Every task method forwards generation_mode: fast (MTP) for maximum throughput, slow (NTP) for maximum stability, or hybrid (the default) which snaps fast and rechecks only the shaky boxes.

What comes back

The model speaks in special tokens. Coordinates are integers in [0, 1000], so they are resolution-independent: divide by 1000, then multiply by the image width or height to get pixels.

output

Bounding box:  <ref>label</ref><box><x1><y1><x2><y2></box>
Point:         <box><x><y></box>
No object:     <box>none</box>

# coordinates are integers in [0, 1000]

Turn tokens into pixels

A few lines of regex map the [0, 1000] integers onto your image. The worker also ships parse_boxes and parse_points, so you rarely write this yourself.

python

import re

def parse_boxes(answer, image_width, image_height):
    boxes = []
    pattern = r"<box><(\d+)><(\d+)><(\d+)><(\d+)></box>"
    for m in re.finditer(pattern, answer):
        x1, y1, x2, y2 = (int(g) for g in m.groups())
        boxes.append({
            "x1": x1 / 1000 * image_width,
            "y1": y1 / 1000 * image_height,
            "x2": x2 / 1000 * image_width,
            "y2": y2 / 1000 * image_height,
        })
    return boxes

Where it runs

A 3B model, so it is not demanding. Here is exactly what the repo and model card state about hardware. Numbers that are not published are marked as such, not guessed.

Component	What the repo says
GPU (recommended)	H100 (Hopper). The paper reports 12.7 boxes per second on a single H100.
GPU (supported)	A100, L40 and similar.
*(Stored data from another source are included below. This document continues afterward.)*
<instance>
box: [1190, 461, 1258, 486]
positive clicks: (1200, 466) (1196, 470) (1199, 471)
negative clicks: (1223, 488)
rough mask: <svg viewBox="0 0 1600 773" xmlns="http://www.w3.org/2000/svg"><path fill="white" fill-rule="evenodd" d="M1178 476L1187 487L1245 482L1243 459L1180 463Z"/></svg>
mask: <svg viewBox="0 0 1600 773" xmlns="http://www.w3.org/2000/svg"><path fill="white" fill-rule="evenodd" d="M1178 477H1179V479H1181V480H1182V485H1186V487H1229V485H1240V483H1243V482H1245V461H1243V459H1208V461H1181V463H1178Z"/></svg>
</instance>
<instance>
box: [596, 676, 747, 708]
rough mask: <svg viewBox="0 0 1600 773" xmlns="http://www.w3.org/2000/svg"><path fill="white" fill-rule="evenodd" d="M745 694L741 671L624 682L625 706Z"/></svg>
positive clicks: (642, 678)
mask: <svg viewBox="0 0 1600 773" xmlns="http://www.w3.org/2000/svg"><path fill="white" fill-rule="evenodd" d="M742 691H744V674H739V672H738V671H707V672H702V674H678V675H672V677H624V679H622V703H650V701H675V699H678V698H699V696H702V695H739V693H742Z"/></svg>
Use --attn_implementation sdpa, which handles sequences up to about 4K tokens.
Long-context attention	MagiAttention, for 16K to 32K+ token sequences. It supports Hopper and Blackwell GPUs only.
Precision	BF16. The worker loads the model with dtype=torch.bfloat16 by default.
Core dependency	transformers==4.57.1, plus accelerate, deepspeed, timm, and peft (auto-installed).
Model	nvidia/LocateAnything-3B: a Qwen2.5 decoder and a Moon-ViT vision encoder, about 3B parameters.
License	Code is Apache 2.0. Model weights are under the NVIDIA License (see LICENSE_MODEL).

The repo does not publish an exact VRAM figure. As a 3B model in BF16 it fits comfortably on a single modern data-center GPU; the real memory cost depends on image resolution and sequence length.

Go to the source

HF model Live demo GitHub Paper

the takeaway

Stop spelling out boxes. Start snapping them.

That is the whole idea. Treat a box as one thing, draw it in one move, and only slow down when you actually need to.